I realize this as I examine the flower detailing at the edge of the Eileen’s nightdress. The woman, Ethan’s mother, is showing me my new room.

Whose clothes will I use? Eileen’s would be too big.

She is slim, but taller and “more developed.”

I look down at my own clothes. I notice a dark stain on my green pants, about the size of my thumb. Blood.

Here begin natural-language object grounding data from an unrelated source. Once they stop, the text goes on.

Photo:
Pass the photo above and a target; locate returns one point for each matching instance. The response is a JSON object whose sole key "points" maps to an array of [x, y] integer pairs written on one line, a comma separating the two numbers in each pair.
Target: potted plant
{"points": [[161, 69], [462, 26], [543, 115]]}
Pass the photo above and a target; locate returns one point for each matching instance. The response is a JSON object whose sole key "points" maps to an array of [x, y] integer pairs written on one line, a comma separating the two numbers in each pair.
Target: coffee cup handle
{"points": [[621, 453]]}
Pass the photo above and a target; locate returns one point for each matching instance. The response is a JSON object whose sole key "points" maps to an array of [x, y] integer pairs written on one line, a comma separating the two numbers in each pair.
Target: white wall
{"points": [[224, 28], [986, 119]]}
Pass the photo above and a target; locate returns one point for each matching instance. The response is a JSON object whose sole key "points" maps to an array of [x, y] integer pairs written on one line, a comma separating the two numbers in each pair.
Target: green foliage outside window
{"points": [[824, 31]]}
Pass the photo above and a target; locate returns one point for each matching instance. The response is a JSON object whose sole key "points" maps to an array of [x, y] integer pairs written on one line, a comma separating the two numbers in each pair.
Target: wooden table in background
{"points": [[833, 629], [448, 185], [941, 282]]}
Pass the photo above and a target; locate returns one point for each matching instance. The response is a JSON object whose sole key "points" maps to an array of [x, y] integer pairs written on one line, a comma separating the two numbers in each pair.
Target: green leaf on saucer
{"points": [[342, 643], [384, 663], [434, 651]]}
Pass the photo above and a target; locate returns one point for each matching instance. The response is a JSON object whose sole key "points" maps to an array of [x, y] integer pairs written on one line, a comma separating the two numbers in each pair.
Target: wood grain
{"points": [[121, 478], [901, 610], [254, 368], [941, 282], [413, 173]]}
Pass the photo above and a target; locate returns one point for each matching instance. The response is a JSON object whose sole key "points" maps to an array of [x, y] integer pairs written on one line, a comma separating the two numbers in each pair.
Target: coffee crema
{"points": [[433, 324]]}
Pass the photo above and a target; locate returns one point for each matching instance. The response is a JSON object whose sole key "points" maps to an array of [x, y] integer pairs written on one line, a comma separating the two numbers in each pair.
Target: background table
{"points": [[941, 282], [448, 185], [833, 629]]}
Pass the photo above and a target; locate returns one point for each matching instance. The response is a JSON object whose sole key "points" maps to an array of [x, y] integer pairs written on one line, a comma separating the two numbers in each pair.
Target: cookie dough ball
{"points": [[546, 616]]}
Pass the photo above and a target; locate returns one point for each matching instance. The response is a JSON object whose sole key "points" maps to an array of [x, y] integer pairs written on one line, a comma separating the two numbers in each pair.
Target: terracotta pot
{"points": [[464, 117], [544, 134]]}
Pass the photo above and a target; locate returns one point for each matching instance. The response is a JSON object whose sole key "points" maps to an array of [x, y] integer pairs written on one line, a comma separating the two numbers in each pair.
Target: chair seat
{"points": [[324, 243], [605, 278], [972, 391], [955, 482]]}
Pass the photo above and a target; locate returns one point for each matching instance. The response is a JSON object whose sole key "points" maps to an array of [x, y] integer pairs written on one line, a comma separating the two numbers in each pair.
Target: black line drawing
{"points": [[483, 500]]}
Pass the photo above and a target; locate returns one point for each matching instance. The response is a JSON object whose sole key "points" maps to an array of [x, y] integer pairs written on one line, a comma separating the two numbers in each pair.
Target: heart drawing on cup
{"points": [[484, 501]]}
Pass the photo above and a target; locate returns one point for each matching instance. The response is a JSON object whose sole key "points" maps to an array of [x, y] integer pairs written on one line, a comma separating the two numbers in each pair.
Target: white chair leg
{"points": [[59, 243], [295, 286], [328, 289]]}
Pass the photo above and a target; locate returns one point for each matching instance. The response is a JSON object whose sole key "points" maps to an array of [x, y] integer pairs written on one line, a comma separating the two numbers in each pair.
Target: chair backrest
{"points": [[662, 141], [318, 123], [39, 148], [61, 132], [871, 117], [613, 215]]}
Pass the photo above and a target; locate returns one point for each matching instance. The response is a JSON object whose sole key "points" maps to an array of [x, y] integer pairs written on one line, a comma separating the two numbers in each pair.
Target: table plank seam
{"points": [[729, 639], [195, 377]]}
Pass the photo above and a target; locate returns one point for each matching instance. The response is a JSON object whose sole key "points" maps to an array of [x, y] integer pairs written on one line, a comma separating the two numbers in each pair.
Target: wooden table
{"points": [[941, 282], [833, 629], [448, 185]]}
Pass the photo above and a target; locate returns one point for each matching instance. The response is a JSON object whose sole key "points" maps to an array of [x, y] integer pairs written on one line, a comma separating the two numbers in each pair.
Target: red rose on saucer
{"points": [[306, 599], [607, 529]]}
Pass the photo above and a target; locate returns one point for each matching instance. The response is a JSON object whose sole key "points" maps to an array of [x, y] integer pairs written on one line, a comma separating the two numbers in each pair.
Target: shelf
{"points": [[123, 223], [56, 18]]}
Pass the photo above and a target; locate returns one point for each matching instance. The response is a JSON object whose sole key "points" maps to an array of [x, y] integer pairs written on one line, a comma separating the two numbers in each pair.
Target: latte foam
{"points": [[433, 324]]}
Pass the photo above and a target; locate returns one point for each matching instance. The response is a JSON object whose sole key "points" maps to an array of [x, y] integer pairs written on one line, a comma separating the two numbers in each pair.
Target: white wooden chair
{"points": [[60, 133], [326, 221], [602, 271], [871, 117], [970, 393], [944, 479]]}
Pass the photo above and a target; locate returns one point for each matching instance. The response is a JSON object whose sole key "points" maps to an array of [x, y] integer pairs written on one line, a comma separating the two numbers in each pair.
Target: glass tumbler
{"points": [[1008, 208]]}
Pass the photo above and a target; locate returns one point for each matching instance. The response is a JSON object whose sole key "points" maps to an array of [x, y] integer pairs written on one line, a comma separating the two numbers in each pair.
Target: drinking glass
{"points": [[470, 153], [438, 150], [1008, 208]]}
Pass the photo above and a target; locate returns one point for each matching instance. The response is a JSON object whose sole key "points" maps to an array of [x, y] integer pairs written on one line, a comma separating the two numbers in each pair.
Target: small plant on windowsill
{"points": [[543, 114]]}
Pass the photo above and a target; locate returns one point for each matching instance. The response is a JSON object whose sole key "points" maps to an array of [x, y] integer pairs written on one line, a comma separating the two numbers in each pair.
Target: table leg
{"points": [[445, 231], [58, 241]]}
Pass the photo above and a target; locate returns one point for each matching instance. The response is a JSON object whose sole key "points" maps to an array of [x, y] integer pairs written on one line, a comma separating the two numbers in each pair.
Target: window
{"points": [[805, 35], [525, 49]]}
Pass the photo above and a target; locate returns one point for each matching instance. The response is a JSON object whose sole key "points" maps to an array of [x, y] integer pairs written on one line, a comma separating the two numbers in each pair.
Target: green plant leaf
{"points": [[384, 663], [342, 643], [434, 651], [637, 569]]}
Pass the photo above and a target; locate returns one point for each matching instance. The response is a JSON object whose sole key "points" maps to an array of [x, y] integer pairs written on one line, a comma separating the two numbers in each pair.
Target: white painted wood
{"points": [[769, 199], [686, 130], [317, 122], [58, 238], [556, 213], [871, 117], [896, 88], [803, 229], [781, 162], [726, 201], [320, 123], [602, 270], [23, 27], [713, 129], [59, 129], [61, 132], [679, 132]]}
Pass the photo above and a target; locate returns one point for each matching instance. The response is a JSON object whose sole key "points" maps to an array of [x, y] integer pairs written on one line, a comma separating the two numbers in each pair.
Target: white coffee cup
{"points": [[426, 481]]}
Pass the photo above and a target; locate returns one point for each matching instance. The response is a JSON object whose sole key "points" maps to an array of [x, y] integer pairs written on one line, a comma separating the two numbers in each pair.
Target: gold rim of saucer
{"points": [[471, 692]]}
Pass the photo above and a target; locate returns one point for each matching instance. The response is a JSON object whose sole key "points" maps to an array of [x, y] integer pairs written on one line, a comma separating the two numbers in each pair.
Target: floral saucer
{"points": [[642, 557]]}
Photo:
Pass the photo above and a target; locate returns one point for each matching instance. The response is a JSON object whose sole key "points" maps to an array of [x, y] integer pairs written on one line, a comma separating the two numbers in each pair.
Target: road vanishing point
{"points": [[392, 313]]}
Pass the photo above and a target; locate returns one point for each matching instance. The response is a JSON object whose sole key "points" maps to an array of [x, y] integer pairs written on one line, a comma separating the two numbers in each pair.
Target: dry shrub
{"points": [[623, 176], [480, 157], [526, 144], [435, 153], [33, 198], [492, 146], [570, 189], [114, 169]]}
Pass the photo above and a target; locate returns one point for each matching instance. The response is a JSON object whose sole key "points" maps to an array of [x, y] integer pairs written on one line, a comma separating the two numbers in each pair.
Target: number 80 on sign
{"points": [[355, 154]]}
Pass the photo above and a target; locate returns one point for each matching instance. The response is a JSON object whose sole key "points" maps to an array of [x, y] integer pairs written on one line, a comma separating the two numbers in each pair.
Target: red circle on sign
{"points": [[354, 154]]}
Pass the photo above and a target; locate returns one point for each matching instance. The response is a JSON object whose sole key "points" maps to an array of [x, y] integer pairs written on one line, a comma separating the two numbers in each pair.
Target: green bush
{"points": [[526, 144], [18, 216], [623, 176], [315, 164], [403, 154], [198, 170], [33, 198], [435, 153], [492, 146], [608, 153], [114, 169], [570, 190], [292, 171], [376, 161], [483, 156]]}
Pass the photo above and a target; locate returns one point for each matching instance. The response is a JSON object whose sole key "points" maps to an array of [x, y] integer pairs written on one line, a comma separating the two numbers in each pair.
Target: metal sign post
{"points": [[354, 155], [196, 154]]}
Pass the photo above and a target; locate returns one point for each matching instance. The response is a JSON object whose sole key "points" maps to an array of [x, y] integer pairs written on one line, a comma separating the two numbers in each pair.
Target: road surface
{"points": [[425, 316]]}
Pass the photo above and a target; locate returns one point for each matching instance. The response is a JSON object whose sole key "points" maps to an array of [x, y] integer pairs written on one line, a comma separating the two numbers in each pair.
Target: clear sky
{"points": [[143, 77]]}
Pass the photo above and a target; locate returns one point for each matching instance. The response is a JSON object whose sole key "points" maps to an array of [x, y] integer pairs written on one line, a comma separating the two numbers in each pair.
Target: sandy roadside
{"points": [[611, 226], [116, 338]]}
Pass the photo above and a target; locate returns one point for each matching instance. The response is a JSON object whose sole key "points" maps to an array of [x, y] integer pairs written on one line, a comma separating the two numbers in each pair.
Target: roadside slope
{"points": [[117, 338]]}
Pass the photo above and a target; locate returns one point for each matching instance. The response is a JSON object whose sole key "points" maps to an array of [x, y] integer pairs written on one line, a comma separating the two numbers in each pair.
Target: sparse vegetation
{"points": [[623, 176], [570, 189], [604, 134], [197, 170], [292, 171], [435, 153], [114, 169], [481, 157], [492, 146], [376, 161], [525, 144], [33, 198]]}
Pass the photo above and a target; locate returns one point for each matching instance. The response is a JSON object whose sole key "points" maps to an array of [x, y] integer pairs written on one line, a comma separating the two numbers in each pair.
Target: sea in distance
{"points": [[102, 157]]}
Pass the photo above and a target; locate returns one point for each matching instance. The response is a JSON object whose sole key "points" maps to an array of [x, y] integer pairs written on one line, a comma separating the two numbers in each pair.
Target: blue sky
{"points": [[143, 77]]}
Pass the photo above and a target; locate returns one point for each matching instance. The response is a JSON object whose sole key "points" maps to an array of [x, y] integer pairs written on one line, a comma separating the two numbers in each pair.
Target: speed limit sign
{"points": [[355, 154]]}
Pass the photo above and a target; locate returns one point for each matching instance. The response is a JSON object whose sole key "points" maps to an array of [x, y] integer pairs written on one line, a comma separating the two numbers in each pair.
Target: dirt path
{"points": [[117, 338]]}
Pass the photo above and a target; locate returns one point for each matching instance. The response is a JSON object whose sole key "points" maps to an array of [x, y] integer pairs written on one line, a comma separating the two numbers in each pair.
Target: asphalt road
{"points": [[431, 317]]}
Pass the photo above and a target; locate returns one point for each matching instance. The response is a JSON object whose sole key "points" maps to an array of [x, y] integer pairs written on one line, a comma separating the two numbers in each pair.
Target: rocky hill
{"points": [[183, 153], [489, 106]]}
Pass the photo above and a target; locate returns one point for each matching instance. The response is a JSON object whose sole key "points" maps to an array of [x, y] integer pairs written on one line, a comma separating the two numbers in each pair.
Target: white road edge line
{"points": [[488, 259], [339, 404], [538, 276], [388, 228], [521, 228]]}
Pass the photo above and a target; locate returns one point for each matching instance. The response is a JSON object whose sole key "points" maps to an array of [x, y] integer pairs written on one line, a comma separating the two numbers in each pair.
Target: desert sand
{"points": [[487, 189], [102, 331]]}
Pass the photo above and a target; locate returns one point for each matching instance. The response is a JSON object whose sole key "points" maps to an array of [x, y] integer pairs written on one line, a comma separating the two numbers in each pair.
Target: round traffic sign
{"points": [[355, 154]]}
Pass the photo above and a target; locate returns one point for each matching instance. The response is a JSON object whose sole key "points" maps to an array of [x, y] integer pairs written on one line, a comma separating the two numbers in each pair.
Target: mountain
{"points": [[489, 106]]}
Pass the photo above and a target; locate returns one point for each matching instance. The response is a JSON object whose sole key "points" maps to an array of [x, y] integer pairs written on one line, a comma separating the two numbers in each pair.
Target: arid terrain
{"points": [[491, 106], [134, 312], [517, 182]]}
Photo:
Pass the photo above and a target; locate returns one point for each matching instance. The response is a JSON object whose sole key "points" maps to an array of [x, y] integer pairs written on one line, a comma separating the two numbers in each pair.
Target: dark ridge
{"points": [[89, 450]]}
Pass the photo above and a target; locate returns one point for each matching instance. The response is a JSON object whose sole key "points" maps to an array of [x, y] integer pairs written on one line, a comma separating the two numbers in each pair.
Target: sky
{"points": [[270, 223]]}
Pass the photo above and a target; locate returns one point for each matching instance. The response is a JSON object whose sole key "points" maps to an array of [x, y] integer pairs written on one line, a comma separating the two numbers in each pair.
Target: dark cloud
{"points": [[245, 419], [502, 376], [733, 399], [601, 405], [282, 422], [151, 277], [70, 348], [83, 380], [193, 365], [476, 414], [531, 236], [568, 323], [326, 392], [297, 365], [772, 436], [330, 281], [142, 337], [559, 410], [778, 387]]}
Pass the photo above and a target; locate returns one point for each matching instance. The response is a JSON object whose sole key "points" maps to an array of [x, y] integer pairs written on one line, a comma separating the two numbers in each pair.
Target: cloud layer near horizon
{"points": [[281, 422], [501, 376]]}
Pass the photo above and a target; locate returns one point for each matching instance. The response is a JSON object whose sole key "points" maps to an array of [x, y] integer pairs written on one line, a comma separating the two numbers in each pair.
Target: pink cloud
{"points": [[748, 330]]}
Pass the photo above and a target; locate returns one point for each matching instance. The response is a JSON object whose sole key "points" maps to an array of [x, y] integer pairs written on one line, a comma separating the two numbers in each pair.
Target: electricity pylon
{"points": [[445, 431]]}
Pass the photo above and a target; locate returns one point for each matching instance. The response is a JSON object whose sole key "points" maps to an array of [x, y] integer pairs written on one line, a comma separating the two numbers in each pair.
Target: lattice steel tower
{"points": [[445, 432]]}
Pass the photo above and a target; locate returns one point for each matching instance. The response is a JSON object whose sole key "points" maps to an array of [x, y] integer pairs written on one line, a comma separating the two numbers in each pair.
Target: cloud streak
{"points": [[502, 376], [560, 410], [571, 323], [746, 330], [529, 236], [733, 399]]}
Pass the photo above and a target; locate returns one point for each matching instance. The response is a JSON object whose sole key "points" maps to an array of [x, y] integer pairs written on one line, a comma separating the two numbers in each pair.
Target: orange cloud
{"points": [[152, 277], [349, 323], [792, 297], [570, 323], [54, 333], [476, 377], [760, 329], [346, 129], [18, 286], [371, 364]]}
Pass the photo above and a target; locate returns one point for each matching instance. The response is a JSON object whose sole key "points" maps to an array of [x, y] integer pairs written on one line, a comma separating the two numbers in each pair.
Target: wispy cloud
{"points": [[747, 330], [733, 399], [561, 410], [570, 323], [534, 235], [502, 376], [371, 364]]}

I swallow suddenly, remembering the incident with Jim.
 

Maybe Jim was Ethan’s mother’s brother.

 

“Here, you’ll be staying with another girl,” Eileen says.

 

She lightly pushes me through the door. Plagued with beige walls, the tiny room contains a twin sized bed, a dresser of drawers, and a rug that doesn’t match the walls at all. The window is covered by wood that has been nailed to its frame. It’s so dark in here. I guess, before the infection, the small room depended on natural light because there isn’t a lamp to be seen.

 

“Great, thanks,” I nearly whisper.

 

She leaves without responding.
I close the door gently and unlace my boots. Maybe I can fit in some rest after that long walk. My legs are aching.
Without a second thought, I slide into the covers, which are messed up and the bottom.
For a long time, I stare at the ceiling. After a few minutes, my eyelids flutter and close.

 

I wake up to a loud bang. Then another.
It’s just the front door.
I prop myself up on my elbows. My door is still shut.
 

Please contribute, Ethan’s urgent words snaps at me.

 

I swing my legs over the edge of the bed. I stand and walk over to the dresser.
Maybe Eileen put some clean clothes in here.
Hopefully, I tug open all the drawers. Not a shirt to be used.
With a sad sigh, I search on top of the tall dresser. I have to stand on top of my tippy toes.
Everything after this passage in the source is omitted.